Freewrite Friday: A Clean Slate

It’s 1:20am as I am writing this, and I am feeling a ton of energies at the moment. I am feeling tired and groggy, yet motivated, excited, and electric at the same time. The reason for this is because I revived my 1 year old Dayre account and I reread all of the stories I put out there. I started to draw inspiration from this and I found the urge to write again. So this is what this post is about. It’s basically me getting all of this energy out of me and into my blog in its most raw form.

Anyways, I’ve been going through a funk during my post grad journey so far where I am glad I have a day job, but I still feel stuck and unfulfilled. I feel like I went through a transition, but did not finish with a follow through, kind of like a butterfly that hatched a few seconds too early. Please let me know if there is an official word for this feeling.

I just got news that I will be working increased hours during this holiday season, and while reading that email, something clicked in my head that I do not want to pursue this 9-5 retail-corporate-tech-business-sales kind of industry anymore. My ultimate dream is to be my own boss and write blog posts and reviews for companies to help them with marketing and to provide a service to people who are seeking information.

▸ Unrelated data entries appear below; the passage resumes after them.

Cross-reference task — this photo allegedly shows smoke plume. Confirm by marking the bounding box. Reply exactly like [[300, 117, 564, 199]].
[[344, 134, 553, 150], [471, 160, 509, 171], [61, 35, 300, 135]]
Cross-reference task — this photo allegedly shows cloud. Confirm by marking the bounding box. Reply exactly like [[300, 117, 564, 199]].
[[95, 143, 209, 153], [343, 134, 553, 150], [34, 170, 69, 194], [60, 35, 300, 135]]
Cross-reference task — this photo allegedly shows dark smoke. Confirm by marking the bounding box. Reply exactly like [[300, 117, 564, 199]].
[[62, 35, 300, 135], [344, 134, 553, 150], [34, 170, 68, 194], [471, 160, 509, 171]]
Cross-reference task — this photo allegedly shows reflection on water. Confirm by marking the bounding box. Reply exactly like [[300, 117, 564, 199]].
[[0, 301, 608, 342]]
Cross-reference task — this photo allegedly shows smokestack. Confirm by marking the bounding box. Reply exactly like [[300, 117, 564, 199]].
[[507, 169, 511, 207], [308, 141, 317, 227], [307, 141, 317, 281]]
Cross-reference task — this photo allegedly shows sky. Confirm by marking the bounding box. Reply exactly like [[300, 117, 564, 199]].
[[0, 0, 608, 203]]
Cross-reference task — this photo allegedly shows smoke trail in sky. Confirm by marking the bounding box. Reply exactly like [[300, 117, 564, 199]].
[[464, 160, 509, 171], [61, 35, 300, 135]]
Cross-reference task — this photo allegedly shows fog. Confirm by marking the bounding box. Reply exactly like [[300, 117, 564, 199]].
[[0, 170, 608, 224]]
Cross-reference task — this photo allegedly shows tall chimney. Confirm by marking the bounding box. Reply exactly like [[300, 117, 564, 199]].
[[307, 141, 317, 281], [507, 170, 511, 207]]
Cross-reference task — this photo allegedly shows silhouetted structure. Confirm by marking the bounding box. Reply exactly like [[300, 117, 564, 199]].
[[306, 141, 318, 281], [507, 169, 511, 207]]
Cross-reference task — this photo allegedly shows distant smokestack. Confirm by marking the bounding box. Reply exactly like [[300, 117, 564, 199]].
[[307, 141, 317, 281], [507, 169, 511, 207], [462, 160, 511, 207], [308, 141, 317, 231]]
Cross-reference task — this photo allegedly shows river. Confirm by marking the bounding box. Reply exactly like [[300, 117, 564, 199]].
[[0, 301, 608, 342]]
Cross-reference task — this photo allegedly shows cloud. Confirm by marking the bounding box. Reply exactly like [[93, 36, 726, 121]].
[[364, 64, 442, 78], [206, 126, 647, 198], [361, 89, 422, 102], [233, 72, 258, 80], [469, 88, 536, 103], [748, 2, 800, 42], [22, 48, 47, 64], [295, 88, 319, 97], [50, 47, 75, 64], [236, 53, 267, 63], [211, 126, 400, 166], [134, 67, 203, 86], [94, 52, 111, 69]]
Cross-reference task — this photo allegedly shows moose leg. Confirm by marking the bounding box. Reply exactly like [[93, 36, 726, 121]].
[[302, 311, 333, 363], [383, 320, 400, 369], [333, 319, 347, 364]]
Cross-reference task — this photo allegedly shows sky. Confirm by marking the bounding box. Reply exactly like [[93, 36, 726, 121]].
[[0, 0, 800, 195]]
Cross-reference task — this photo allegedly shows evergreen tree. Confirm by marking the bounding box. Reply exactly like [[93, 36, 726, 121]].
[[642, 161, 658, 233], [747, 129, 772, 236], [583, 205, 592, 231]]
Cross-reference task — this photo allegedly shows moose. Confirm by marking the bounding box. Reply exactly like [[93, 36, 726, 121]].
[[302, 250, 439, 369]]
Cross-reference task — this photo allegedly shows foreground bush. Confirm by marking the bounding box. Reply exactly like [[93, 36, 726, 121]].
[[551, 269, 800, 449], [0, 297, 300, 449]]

I want to be a photographer, stylist, blogger, youtuber, singer, dancer, musician, etc. I want to be an artist in this digital age. I wish there was a professional name for this career that is not tied with the “starving artist” stigma. 

 

I thought I was done with this awkward post grad transition period, but I guess it’s an ongoing process. I thought I have accepted that this transition can take months, sometimes years, until you find your dream career. I guess I’m still in denial. I thought my life journey was half over after graduating from college, but I’ve found out it hasn’t even begun.

 

I’m truly scared, and I can’t admit that to myself. At least not during this crucial time in my life where I am truly on a clean slate.